A square root of a number $a$ is a number that, when multiplied by itself, equals $a.$ For example, $4$ and $\text{-}4$ are the square roots of $16.$ All positive numbers have two square roots — one positive and one negative. To avoid ambiguity, when talking about the square root of a number, only the positive root, also known as its principal root, is considered. Furthermore, to denote the square root, the symbol 4​ is used. For example, the square root of $16$ is denoted as $\sqrt{16}.$ In the example above, the principal root of $16$ is $4$ because $4$ multiplied by itself equals $16$ and $4$ is positive. When a number is a perfect square, its square roots are integers. The square roots of positive integers that are non-perfect squares are irrational numbers.

Principal Root of Perfect Squares		Principal Root of Non-Perfect Squares
Perfect Square	Principal Root (Integer Number)	Non-Perfect Square	Principal Root (Irrational Number)
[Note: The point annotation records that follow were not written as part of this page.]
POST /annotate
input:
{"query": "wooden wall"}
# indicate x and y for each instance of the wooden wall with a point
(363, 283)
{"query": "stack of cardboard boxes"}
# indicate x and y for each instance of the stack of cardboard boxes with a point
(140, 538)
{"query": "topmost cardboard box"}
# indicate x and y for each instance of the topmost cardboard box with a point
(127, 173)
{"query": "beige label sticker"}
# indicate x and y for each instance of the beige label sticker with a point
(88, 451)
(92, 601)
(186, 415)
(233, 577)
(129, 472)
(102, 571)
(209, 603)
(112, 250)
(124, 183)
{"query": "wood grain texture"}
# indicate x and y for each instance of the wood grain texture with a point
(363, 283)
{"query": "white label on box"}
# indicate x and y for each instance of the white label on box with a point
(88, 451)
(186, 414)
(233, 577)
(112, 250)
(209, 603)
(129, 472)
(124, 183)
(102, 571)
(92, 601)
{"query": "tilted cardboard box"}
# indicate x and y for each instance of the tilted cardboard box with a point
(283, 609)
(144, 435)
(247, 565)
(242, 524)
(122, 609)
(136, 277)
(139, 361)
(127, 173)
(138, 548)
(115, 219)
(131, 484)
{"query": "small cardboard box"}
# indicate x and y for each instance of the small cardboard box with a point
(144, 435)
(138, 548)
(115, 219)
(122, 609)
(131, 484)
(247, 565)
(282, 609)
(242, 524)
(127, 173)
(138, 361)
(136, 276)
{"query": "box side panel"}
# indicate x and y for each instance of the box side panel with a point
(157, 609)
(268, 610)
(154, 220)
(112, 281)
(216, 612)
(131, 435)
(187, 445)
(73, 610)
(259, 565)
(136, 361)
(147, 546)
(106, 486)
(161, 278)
$1$	$\sqrt{1}=1$	$2$	$\sqrt{2}\approx 1.414213\dots$
$4$	$\sqrt{4}=2$	$3$	$\sqrt{3}\approx 1.732050\dots$
$9$	$\sqrt{9}=3$	$5$	$\sqrt{5}\approx 2.236067\dots$
$16$	$\sqrt{16}=4$	$10$	$\sqrt{10}\approx 3.162277\dots$
$25$	$\sqrt{25}=5$	$20$	$\sqrt{20}\approx 4.472135\dots$

The square root of a negative number is not a real number. This is because there is no real number that, when multiplied by itself, results in a negative number. Instead, the square roots of negative numbers are imaginary numbers.